Jeanne Lee (* 29. Januar 1939 in New York; † 25. Oktober 2000 in Tijuana, Mexiko) war eine US-amerikanische Sängerin (Jazz, Neue Musik), Choreographin und Autorin. Ihr wird der innovativste sängerische Ansatz im zeitgenössischen Jazz zugeschrieben.
Leben und Wirken
Die am Bard College (in Annandale-on-Hudson, New York) ausgebildete Pianistin, Tänzerin und Choreographin (Bachelor) begann 1961, angeregt durch Aufnahmen der peruanischen Sängerin Yma Sumac, die Möglichkeiten der menschlichen Stimme systematisch zu erforschen.
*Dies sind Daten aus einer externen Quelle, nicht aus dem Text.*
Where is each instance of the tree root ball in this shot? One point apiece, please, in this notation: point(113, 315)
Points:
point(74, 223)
Im Duo mit Pianist Ran Blake nahm Jeanne Lee das Album The Newest Sound Around auf: Knappe, beinahe „coole“ Interpretationen von Standards und eigenen Stücken, die durch ihre Kombination von Schönheit und Einfachheit bis heute bestechen. Das Duo nahm 1962 am Monterey Jazz Festival teil und hatte 1963 mit einer sechsmonatigen Tournee durch Europa Erfolg. Nach ihrer Rückkehr in die USA heiratete sie den Sound-Poeten David Hazelton, gebar ihre Tochter Naima und lebte bis 1966 in Kalifornien.
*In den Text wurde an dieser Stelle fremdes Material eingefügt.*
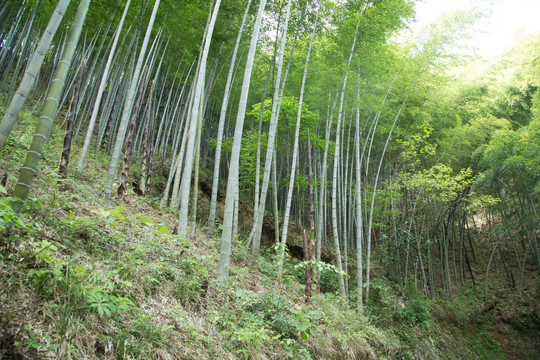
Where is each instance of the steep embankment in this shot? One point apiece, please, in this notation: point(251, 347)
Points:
point(86, 277)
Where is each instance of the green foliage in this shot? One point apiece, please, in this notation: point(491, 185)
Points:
point(438, 182)
point(8, 217)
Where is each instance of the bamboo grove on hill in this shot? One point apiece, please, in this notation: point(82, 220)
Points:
point(415, 174)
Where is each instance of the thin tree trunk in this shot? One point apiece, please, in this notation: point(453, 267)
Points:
point(232, 181)
point(46, 120)
point(120, 137)
point(66, 149)
point(31, 73)
point(196, 109)
point(97, 101)
point(221, 125)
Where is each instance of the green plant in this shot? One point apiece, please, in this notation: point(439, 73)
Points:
point(8, 217)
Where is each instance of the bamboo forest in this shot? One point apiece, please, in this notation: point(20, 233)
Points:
point(266, 179)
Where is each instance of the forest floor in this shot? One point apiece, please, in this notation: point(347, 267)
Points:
point(88, 277)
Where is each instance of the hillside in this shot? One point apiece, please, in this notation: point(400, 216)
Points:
point(87, 277)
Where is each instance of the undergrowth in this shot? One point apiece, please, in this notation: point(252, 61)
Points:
point(85, 277)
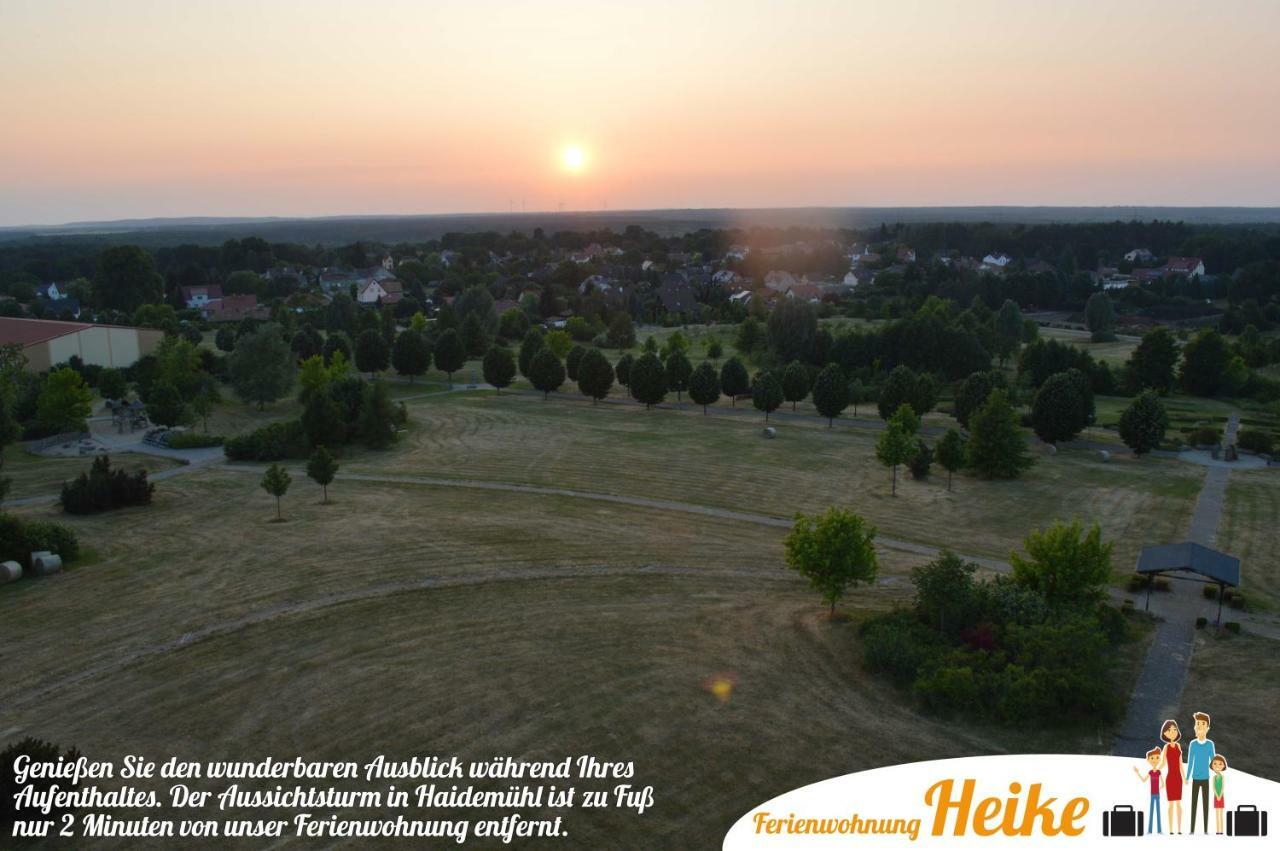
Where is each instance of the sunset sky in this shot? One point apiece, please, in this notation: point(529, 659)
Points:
point(131, 108)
1966 kam sie wieder nach Europa, wo sie mit Gunter Hampel, Willem Breuker, Arjen Gorter und Pierre Courbois die Schallplatte Gunter Hampel Group & Jeanne Lee einspielte. Anschließend ging Lee zurück in die Vereinigten Staaten, wo ihr Mann im Sterben lag. 1969 kam sie erneut nach Europa, wo sie an der Aufnahme von The 8th of July 1969, einer der ersten Begegnungen von afroamerikanischer und europäischer freier Musik mitwirkte. Konzerte und Platten mit den verschiedenen Ensembles von Hampel, insbesondere seiner Galaxy Dream Band, daneben auch mit Gruppen von Anthony Braxton, Sunny Murray, Marion Brown, Rahsaan Roland Kirk, Enrico Rava und Aufnahmen für Carla Bleys Escalator over the Hill folgten. 1974 veröffentlichte sie die LP Conspiracy, wo ihre Gedichte deutlicher im Zentrum stehen als in den Werken Hampels. 1976 und 1977 war sie an der Erarbeitung und zahlreichen Aufführungen von John Cages aleatorischer Komposition Renga with Apartment House 1776 beteiligt (Premiere unter Leitung von Pierre Boulez).
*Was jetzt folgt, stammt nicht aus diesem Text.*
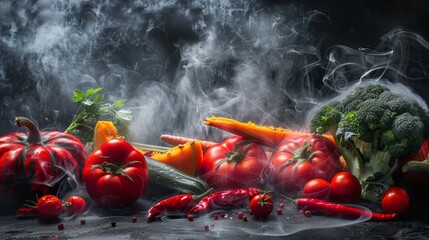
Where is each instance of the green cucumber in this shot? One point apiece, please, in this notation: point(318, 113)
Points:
point(164, 179)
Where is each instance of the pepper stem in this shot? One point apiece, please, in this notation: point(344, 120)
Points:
point(197, 197)
point(411, 166)
point(289, 199)
point(33, 132)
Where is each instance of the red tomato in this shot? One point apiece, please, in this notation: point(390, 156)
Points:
point(345, 187)
point(299, 159)
point(49, 207)
point(261, 205)
point(317, 188)
point(116, 174)
point(395, 200)
point(234, 163)
point(75, 205)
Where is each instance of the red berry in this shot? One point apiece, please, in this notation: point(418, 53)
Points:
point(307, 213)
point(61, 226)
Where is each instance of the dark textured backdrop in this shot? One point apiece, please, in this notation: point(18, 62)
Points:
point(177, 62)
Lee pendelte zwischen Deutschland und den USA; aus der zweiten Ehe (mit Hampel) stammen die Kinder Cavana und Ruomi. Sie arbeitete mit Archie Shepp, Bob Moses, Andrew Cyrille, Ellen Christi, Lisa Sokolov, William Parker, Peter Kowald, Marilyn Mazur und Tänzerinnen wie Patricia Parker zusammen und gründete mit Jay Clayton, Urszula Dudziak, Lauren Newton und Bobby McFerrin den Vocal Summit (Schallplatte 1982, Tournee 1984). Außerdem war sie an Aufnahmen und Tourneen mit musikalischen Projekten um die Maler A. R. Penck und Stefan Roloff beteiligt.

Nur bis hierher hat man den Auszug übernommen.